Of course, Band was still extremely cognizant of direct-to-video trends.  Having had great success with his family-oriented label Moonbeam Entertainment, Band attempted to mix two of his most popular sellers (kids and horror movies) into one product.  The fact that the R.L. Stine GOOSEBUMPS TV series was getting great ratings and doing gangbusters business on video surely had nothing to do with this, right?   So Band and company decided to do FILMONSTERS (sic), a series of just under an hour live-action films that would re-imagine cinema’s famous movie monsters of the past for modern kids.  What could possibly go right?

THE WEREWOLF REBORN was one of the initial outings of the series (it premiered on video on October 20, 1998, alongside its companion piece FRANKENSTEIN REBORN).  14-year-old Eleanore Crane (Ashley Lyn Cafagna) arrives solo in a Romanian town to stay with her uncle, Peter (Robin Downes). The locals turn a post-cold war shoulder to her when they find out she is related to Peter.  And Peter isn’t too thrilled to see her show up on his doorstep either, claiming her sent her father a letter telling her not to come.  Unable to get her out of his hair, Peter reluctantly lets her stay in his HOARDERS-esque mansion.  But he locks her in her room with only a Snickers bar because tonight is a full moon and Peter just happens to be a werewolf.  The local inspector (Len Lesser, a long way from SEINFELD) will have none of this nonsense, even when Eleanore says she saw Peter’s bullet wounds self-heal.  Peter is locked up and, sure enough, he turns into a werewolf and breaks out.  Eleanore has got this though as some local gypsies have given her a gun with silver bullets.

This is pretty straightforward stuff – girl shows up, uncle turns into werewolf, girl kills uncle, the end.  Then again, would you really expect more from a werewolf film aimed at pre-teens with a 45-minute running time?  The biggest surprise is that the film is competently made, thanks most likely to perpetually suffering indie director Jeff Burr.  I can’t imagine how depressing this must have been to make for him (the rent is too damn high, indeed), but he still manages to muster up a few cool shots.  The werewolf is a bit goofy though, looking like those plastic surgery ladies with big cheekbones and thick jaws.  But the effects are still better than anything from HOWLING III – V, so I can’t cry.  There is a really sad wolf-to-man morph effect during Peter’s death that would normally have me howling foul, but I just saw THE HOWLING: NEW MOON RISING last week.  I guess about the only redeeming thing about the film is that it was actually shot in Romania, so it obviously has the authentic Eastern European look.
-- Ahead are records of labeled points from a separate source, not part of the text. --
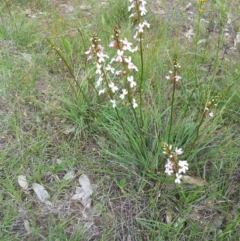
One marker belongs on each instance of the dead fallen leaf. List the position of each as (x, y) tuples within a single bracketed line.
[(83, 193), (69, 175), (22, 181), (41, 193), (193, 180)]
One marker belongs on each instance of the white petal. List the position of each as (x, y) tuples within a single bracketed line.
[(22, 181), (69, 175), (85, 184), (41, 192)]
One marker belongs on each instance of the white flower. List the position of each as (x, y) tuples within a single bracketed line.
[(113, 103), (112, 44), (183, 166), (179, 151), (134, 103), (211, 114), (99, 81), (178, 178), (101, 57), (145, 23), (99, 67), (109, 68), (113, 87), (119, 56), (131, 81), (169, 168), (127, 45), (143, 10), (131, 7), (177, 78), (131, 66), (101, 91), (124, 92)]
What is really funny is the level Band went to make this look like a GOOSEBUMPS video. Seriously, look at the cover above and then look at this randomly selected GOOSEBUMPS VHS cover.  Notice anything similar?
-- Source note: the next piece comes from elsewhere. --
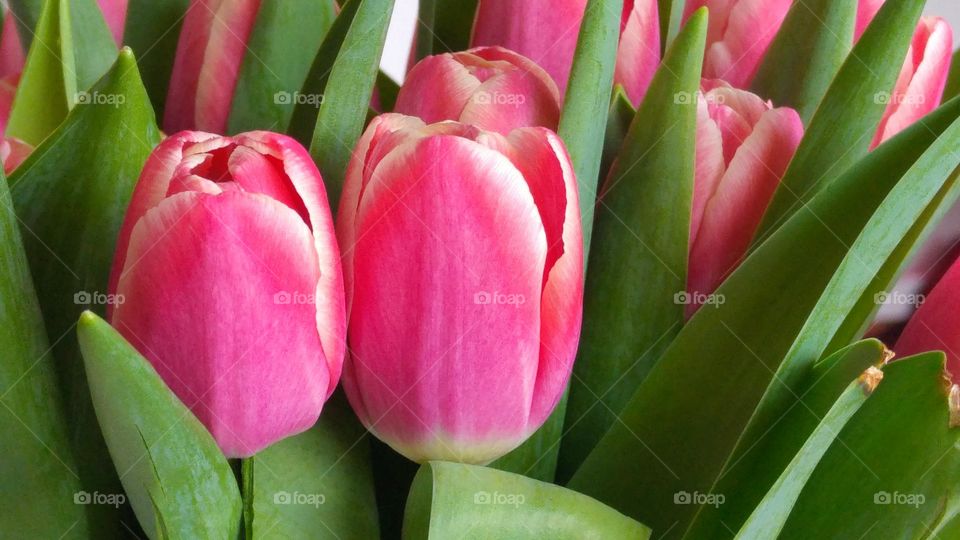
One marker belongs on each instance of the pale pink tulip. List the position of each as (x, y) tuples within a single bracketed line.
[(463, 267), (743, 148), (739, 33), (212, 45), (227, 279), (492, 88)]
Sadly, the knock off attempts didn’t prove to be the tapes to turn the struggling Full Moon around.  Damn those fickle kids and their discerning tastes!  Band initially announced other titles in this proposed 12 film (!) FILMONSTERS series with villains like Dracula and The Mummy, but they never got made.  While we have no verification of this, we like to think the legal department at Universal probably smacked them down.  Either that or Band couldn’t pony up the money to make the other entries.  The reason you choose to believe will reveal the depth of your Band-dom fandom.  What is really funny is Band later paired this up with its Frankenstein cohort for a re-release in 2005 as FRANKENSTEIN AND THE WEREWOLF REBORN!  Charles Band, George Lucas wannabe.